The code is made of a script causalrank.R, a set of functions contained in metafs.R and a R workspace data.RData.
To run the script “causalrank.R” make sure you put all the files in the same working directory and type source(“causalrank.R”) in the R command window.
- causalrank.R : this script performs the
causal ranking for all the datasets contained in data.RData for
different values of the causalisation parameter lambda.
First it loads the R workspace and then for values of lambda ranging over [0,2] it returns the associated ranking into the output file all.lambda.Rdata.
- metafs.R: this file contains the set of functions needed to implement the causal ranking. In particular the function mmultirank
implements the causal ranking for a given parameter lambda when a list of input/output datasets is provided.
- data.RData: this R workspace contains a single object 'datas.m' that is a list of the 6 datasets described in the paper (Table 1) and composed of three items:
- datas: matrix of (frma) normalized gene expressions with patients in rows and probes in columns.
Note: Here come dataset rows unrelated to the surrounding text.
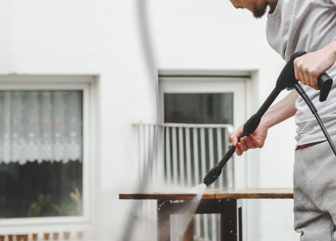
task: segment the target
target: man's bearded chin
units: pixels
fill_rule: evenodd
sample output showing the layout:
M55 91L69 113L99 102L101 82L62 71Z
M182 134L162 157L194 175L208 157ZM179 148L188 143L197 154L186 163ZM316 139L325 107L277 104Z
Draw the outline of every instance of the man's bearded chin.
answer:
M256 18L261 18L267 12L267 6L268 2L258 3L256 0L254 3L254 7L252 11L253 15Z

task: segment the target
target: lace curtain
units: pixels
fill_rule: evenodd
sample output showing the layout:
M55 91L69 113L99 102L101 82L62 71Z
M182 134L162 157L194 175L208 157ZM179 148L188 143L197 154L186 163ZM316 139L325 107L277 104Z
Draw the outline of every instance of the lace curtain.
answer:
M81 161L82 95L0 91L0 162Z

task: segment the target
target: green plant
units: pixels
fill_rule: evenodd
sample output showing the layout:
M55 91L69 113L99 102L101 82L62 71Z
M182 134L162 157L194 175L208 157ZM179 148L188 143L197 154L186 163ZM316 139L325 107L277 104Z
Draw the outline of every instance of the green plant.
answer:
M77 214L77 204L73 200L62 201L59 204L53 204L53 207L58 216L69 216Z
M28 217L38 217L40 216L41 210L50 202L50 195L39 195L37 202L32 203L27 212Z

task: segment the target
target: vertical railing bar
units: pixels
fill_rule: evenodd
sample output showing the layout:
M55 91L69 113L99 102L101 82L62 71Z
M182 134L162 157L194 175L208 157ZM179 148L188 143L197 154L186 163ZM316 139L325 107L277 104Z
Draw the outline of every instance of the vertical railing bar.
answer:
M153 176L153 182L155 182L153 183L157 183L157 172L156 171L157 168L157 161L158 159L157 158L156 154L157 153L157 152L158 150L157 149L155 150L155 146L156 146L157 147L158 143L157 142L156 143L155 143L154 141L155 141L155 137L157 135L157 129L158 128L158 126L156 125L153 125L153 135L152 135L152 143L153 145L153 171L152 172L152 175Z
M173 151L173 180L174 184L177 184L178 174L177 173L177 143L176 136L176 127L173 127L171 129L172 139L172 144Z
M178 145L180 164L180 182L182 186L184 185L184 143L183 141L183 129L178 128Z
M200 129L201 137L201 162L202 177L205 176L206 174L206 164L205 160L205 130L204 128ZM208 224L208 214L203 215L203 227L204 238L205 241L209 240L209 228Z
M152 181L153 180L153 168L154 166L153 165L154 164L154 163L150 163L150 162L154 161L154 160L153 158L153 155L154 154L153 152L153 144L154 140L153 138L153 134L154 133L154 125L148 125L148 154L147 155L147 160L146 160L146 168L148 169L149 169L151 168L150 170L148 170L148 175L149 175L149 177L148 177L148 180L150 181L150 183L153 183ZM152 165L151 167L151 165ZM150 212L150 200L144 200L144 203L143 204L144 205L145 210L146 211L146 213L144 214L144 216L146 216L147 219L150 219L151 217L151 213ZM148 230L150 228L150 224L149 222L148 221L145 221L145 222L146 223L146 229L147 230Z
M225 133L225 152L227 151L227 150L229 148L229 134L227 129L225 128L224 130ZM233 188L233 161L232 159L233 157L232 157L227 163L225 165L226 172L225 173L226 175L226 180L227 181L227 187L229 188Z
M194 144L194 179L195 185L200 184L200 172L198 161L198 138L197 134L197 129L193 128L193 144ZM198 237L201 236L201 216L199 214L196 216L196 235Z
M223 150L222 149L222 132L221 128L217 128L217 153L218 153L218 160L217 161L219 161L222 157L223 157ZM225 174L222 173L222 175L219 176L218 180L218 183L220 189L223 188L223 176L225 175Z
M161 162L160 166L161 168L161 181L164 182L165 179L165 128L163 126L161 127Z
M191 153L190 148L190 130L187 127L184 129L185 134L185 158L186 158L187 185L191 187Z
M149 169L151 165L153 165L153 163L150 163L150 162L153 161L153 159L151 158L151 156L153 154L153 141L154 140L153 138L153 125L148 125L148 155L147 156L147 168ZM152 166L152 169L151 170L148 170L148 175L149 175L148 180L150 182L153 181L153 166Z
M147 149L147 144L148 142L147 142L147 125L144 125L143 127L142 131L143 131L143 162L142 163L142 178L143 178L143 176L145 174L145 170L146 170L146 160L147 160L147 157L148 156L148 155L147 153L147 151L148 150Z
M209 164L210 168L212 168L215 164L214 163L214 154L213 150L213 129L209 128L208 130L208 142L209 145ZM213 189L214 188L214 185L211 185L210 188ZM217 229L216 223L216 214L213 213L211 214L211 226L212 239L212 241L216 241L217 240Z
M142 153L142 125L139 125L137 127L138 131L138 140L139 143L138 143L138 148L139 151L139 181L141 181L142 178L142 165L143 165L143 157Z
M170 184L171 179L170 170L170 138L169 128L166 128L166 170L167 182Z

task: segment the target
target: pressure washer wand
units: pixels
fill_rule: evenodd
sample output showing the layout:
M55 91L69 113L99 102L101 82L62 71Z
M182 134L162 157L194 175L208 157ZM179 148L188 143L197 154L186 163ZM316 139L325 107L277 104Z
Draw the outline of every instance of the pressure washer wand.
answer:
M257 112L251 116L244 124L243 128L243 133L238 138L239 141L240 138L254 132L260 123L261 117L283 89L279 89L277 87L273 89ZM207 186L209 186L219 177L222 173L222 168L235 153L236 148L236 147L233 145L231 146L218 164L214 166L208 173L203 179L203 183Z
M322 131L323 132L323 134L324 134L326 138L327 138L327 140L329 142L329 144L330 145L330 147L331 147L331 149L333 150L334 153L336 156L336 148L335 147L335 145L334 144L334 143L333 142L331 138L330 138L330 136L329 135L329 134L327 131L327 129L326 129L325 127L324 126L323 123L322 122L322 120L321 119L320 115L317 112L317 110L316 109L316 108L315 107L314 104L311 102L311 101L309 98L309 97L308 97L308 96L307 95L307 94L306 94L306 92L303 90L303 88L302 88L298 83L294 84L294 88L295 88L295 89L296 90L297 93L301 96L302 99L303 99L303 100L307 104L308 107L309 107L309 108L311 111L311 113L315 115L315 118L316 118L317 122L319 123L319 125L321 127L321 129L322 129Z
M248 136L254 132L259 126L262 116L283 90L286 89L287 90L291 90L295 88L308 105L311 112L315 115L333 151L336 155L336 148L335 148L335 145L333 143L326 128L321 120L317 113L316 108L311 100L306 94L303 88L299 83L299 82L295 78L294 60L296 58L306 53L307 53L304 51L300 51L296 52L292 55L290 59L284 67L278 78L276 87L272 91L257 113L251 116L244 124L243 128L243 133L238 137L238 141L239 141L241 138L245 136ZM329 94L332 85L333 80L326 73L322 74L318 79L318 80L320 88L320 101L324 101L327 99ZM209 186L219 177L222 173L222 168L233 155L236 151L236 147L233 145L231 146L225 153L222 159L217 165L212 167L207 174L203 179L204 183L207 186Z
- annots: dataframe of annotations of the microarray platforms (Affymetrix GeneChip HGU133A); probes in rows and annotations (probe identifier, gene symbol, EntrezGene ID, ...) in columns
- demos: dataframe of clinical information with patients in rows, clinical parameters in columns. These clinical parameters are the following:
- 'er': Estrogen receptor status
- 'pgr': Progesterone receptor status
- 'her2': Human epidermal growth factor 2 status
- 'size': Tumor size (cm)
- 'node': Nodal status
- 'age': Age at diagnosis (years)
- 'grade': Histological grade
- 'surv.time': Time for disease free survival (distant metastasis or recurrence free survival)
- 'surv.event': Event for disease free survival (distant metastasis or recurrence free survival)
- 'surv.bin': Binarized survival data to represent high-risk
patient (patients who relapsed before 5 years after diagnosis) and
low-risk patients (patients who remain free of relapse for at least
five years)
The Gene Set Enrichment Analysis (GSEA) analysis, presented in Figure 4, was performed by running the R scripts "gsea_mimo.R", followed by "gsea_mimo2.R". The R code and the companion files are included in gsea_mimo.zip.
gsea_mimo_res.zip contains all the detailed results from the preranked GSEA analyses.